For the sake of getting constructive feedback, I'll try and lay out why I designed the circuit as it's posted. I've done some Googling and gotten some help from a professional EE so this is the culmination of all of that research and help.

Design

I started off with the LT1963 from Linear. This is the basic linear voltage regulator I designed the whole power supply circuit around. It's pretty straight-forward, supplies the current I want without needing to parallel or piggyback off of a transistor, etc etc. I bench tested it, works good, moving on.

Next, I knew the 20V absolute max rating could be a little low considering some battery jump packs that auto emergency trucks have can be 24V. Add to that the fact that you have load dumps and fast 200V transients that could be lurking in your electrical system… and it was a short jump to deciding I needed overvoltage protection.

I went with a two-pronged approach: I decided on using the LT4356 surge stopper IC from Linear and the SMDJ40CA TVS diode from Littelfuse. The LT4356, in a nutshell, gives me configurable overvoltage protection, undervoltage protection and overcurrent protection by controlling a MOSFET to limit the voltage/current flow. It was vetted by a user in this question and, as I understand it, was used in an emergency vehicle device. Good enough for me! As far as the TVS, after doing much reading on the aforementioned question, along with other sources… I decided on going with a ~48V clamping voltage and 5000W power handling rating. Based on the aforementioned post, this seems like it should be a pretty good starting point.

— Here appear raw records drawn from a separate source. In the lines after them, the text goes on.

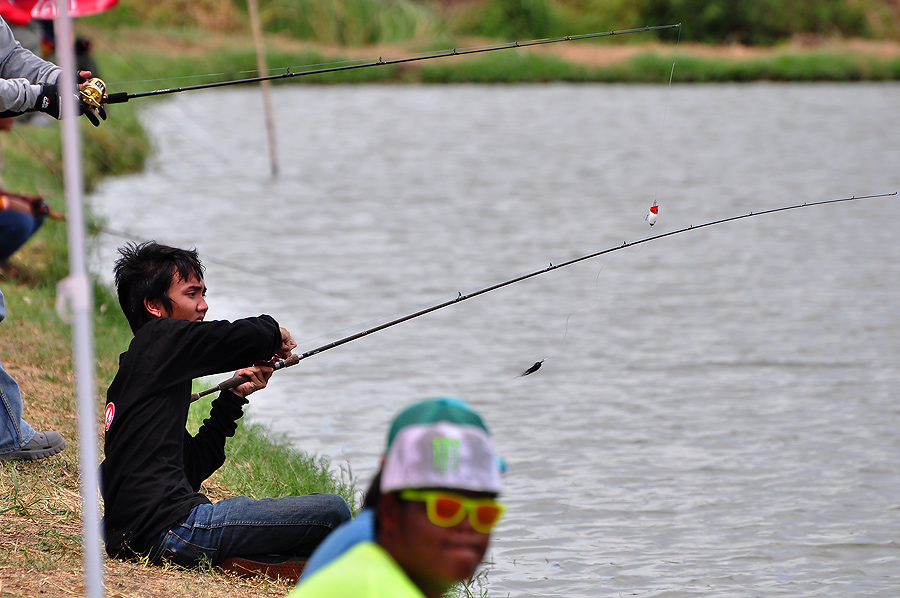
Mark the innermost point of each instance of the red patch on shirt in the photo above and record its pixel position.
(110, 413)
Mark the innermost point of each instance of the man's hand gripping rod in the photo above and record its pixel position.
(238, 380)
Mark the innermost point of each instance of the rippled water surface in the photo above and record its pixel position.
(717, 411)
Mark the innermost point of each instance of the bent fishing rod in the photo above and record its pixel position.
(120, 97)
(295, 359)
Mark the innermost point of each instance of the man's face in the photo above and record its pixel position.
(188, 299)
(430, 553)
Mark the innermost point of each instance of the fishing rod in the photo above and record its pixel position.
(122, 96)
(295, 359)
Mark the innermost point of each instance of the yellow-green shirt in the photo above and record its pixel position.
(364, 571)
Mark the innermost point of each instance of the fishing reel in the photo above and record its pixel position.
(92, 94)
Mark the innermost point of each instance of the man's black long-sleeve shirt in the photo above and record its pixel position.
(153, 467)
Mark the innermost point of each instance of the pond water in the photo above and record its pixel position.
(717, 410)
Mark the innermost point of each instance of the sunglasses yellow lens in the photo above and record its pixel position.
(448, 510)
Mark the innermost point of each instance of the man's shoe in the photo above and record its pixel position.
(276, 567)
(42, 444)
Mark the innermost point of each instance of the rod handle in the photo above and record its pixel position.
(238, 380)
(116, 98)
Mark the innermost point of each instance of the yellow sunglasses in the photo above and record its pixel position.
(447, 509)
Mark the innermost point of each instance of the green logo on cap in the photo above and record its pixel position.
(446, 454)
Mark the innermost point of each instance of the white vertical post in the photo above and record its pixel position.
(264, 86)
(77, 288)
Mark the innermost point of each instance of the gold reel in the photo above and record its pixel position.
(93, 92)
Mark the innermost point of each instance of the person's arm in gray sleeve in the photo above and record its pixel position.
(23, 76)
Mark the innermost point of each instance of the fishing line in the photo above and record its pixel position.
(537, 365)
(665, 113)
(235, 381)
(120, 97)
(651, 215)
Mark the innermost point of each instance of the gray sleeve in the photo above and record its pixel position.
(21, 73)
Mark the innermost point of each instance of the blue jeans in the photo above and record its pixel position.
(291, 526)
(14, 431)
(15, 229)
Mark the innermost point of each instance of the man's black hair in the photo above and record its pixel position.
(146, 271)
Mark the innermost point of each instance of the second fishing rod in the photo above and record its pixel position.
(123, 96)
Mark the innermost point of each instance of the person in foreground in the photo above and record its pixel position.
(430, 510)
(153, 469)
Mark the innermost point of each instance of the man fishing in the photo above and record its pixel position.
(153, 469)
(429, 511)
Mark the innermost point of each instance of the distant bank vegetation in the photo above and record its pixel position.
(359, 22)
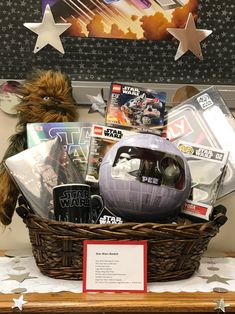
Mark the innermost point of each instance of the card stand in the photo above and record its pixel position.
(173, 250)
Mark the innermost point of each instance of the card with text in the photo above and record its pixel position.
(115, 266)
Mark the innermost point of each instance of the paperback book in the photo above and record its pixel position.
(75, 137)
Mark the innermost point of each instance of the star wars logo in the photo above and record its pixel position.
(75, 199)
(113, 133)
(131, 90)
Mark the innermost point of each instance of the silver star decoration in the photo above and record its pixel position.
(48, 31)
(98, 103)
(214, 278)
(220, 305)
(19, 303)
(190, 38)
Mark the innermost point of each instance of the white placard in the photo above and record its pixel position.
(111, 266)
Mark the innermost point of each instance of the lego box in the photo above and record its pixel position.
(133, 107)
(75, 136)
(205, 120)
(207, 167)
(102, 139)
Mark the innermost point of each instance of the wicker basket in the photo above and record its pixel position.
(174, 250)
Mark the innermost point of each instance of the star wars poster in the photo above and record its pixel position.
(123, 19)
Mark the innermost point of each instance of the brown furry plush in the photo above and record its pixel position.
(46, 97)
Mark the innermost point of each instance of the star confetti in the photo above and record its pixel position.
(98, 103)
(19, 303)
(190, 38)
(217, 278)
(48, 31)
(220, 305)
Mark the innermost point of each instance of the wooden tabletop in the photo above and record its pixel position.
(72, 303)
(67, 302)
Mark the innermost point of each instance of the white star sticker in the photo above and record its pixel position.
(19, 303)
(48, 31)
(189, 37)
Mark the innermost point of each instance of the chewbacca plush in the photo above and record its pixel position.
(46, 97)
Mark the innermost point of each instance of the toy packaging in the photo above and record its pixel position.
(102, 139)
(208, 168)
(75, 136)
(204, 119)
(135, 108)
(37, 170)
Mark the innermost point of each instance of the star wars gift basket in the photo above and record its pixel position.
(144, 179)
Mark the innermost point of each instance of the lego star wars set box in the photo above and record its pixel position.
(102, 139)
(205, 120)
(207, 167)
(75, 136)
(135, 108)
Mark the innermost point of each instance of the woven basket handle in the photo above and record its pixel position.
(219, 215)
(23, 209)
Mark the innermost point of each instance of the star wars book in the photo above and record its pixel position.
(75, 136)
(207, 167)
(37, 170)
(132, 107)
(205, 120)
(102, 139)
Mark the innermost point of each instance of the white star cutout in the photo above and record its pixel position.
(48, 31)
(19, 303)
(189, 37)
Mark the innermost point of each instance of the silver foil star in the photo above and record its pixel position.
(189, 37)
(48, 31)
(19, 303)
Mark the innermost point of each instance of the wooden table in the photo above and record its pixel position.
(79, 303)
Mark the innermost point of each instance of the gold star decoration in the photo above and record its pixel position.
(48, 31)
(19, 303)
(190, 38)
(220, 305)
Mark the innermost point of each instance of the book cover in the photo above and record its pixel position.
(75, 136)
(132, 107)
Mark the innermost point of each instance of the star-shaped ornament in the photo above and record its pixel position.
(190, 38)
(19, 303)
(220, 305)
(217, 278)
(98, 103)
(48, 31)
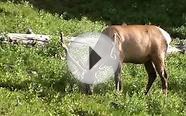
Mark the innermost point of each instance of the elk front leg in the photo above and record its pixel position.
(117, 78)
(88, 89)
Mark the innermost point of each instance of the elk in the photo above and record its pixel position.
(141, 44)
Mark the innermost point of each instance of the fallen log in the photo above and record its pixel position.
(30, 39)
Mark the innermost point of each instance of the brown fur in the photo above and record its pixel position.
(140, 44)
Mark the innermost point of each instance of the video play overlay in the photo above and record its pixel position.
(92, 58)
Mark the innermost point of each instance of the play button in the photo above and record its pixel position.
(92, 58)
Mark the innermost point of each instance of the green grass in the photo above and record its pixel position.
(35, 81)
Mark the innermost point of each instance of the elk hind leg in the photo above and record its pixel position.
(160, 68)
(151, 75)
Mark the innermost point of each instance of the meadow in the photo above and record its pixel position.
(35, 81)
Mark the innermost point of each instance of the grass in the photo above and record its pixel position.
(35, 81)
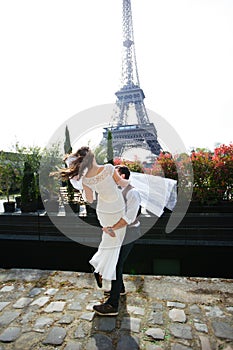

From using the LT4356, I got overcurrent protection for free, but I decided to put in a PTC fuse because, well, maybe something in front of the load will draw too much. Who knows. Cheap insurance to me. I also added a standard Schottky diode, rated for my given current usage, to establish reverse polarity protection. I could have gone with back-to-back MOSFETs but decide it was too much complexity considering that the power loss it would avoid just manifests itself as more heat in the voltage regulators.

At this point, I had achieved undervoltage, overvoltage and overcurrent protection. The TVS should be able to handle load dumps fairly well. On recommendation from the EE I have been chatting with, I also put a 100pF ceramic cap across the power inputs at JP1 to help with the really fast spikes.

Circuit (click for large version)

enter image description here

My Question To You Fine Fellows

In a very basic "yeah, it's not bad/eh, it needs some work" way… how does this look to you guys? I'm not designing a product for some other company with specifications and standards that it has to live up to. I'm just designing this device for myself and I just want it to work good and not get fried if my car's electrical system is jumped or if there is a load dump or spike, etc. Any constructive criticism on how to better achieve that is welcome, but please don't turn this into an academic debate on question asking or something if you can help it. 🙂

Best Answer

First pass:

  1. Your schematic is confusing. What is the relationship between JP1-1, VIN, BPOS and the battery voltage?

  2. You should have the fuse on the positive input 'ahead' of your protection circuitry (on the battery-side of things). You never know how things may fail in real life.

    Given the orientation of D2, the battery feed should be JP1-1, correct? If so, and if you have reverse battery, your unidirectional TVS will conduct big current (it will indeed act like a diode) and melt things, and your PTC is powerless to help.

    You may want to consider the bidirectional TVS 5.0SMDJ30CA (notice the extra C) so that it will clamp regardless of polarity.

    If VIN is the battery feed, your circuit won't work as D2 will be blocking all the time.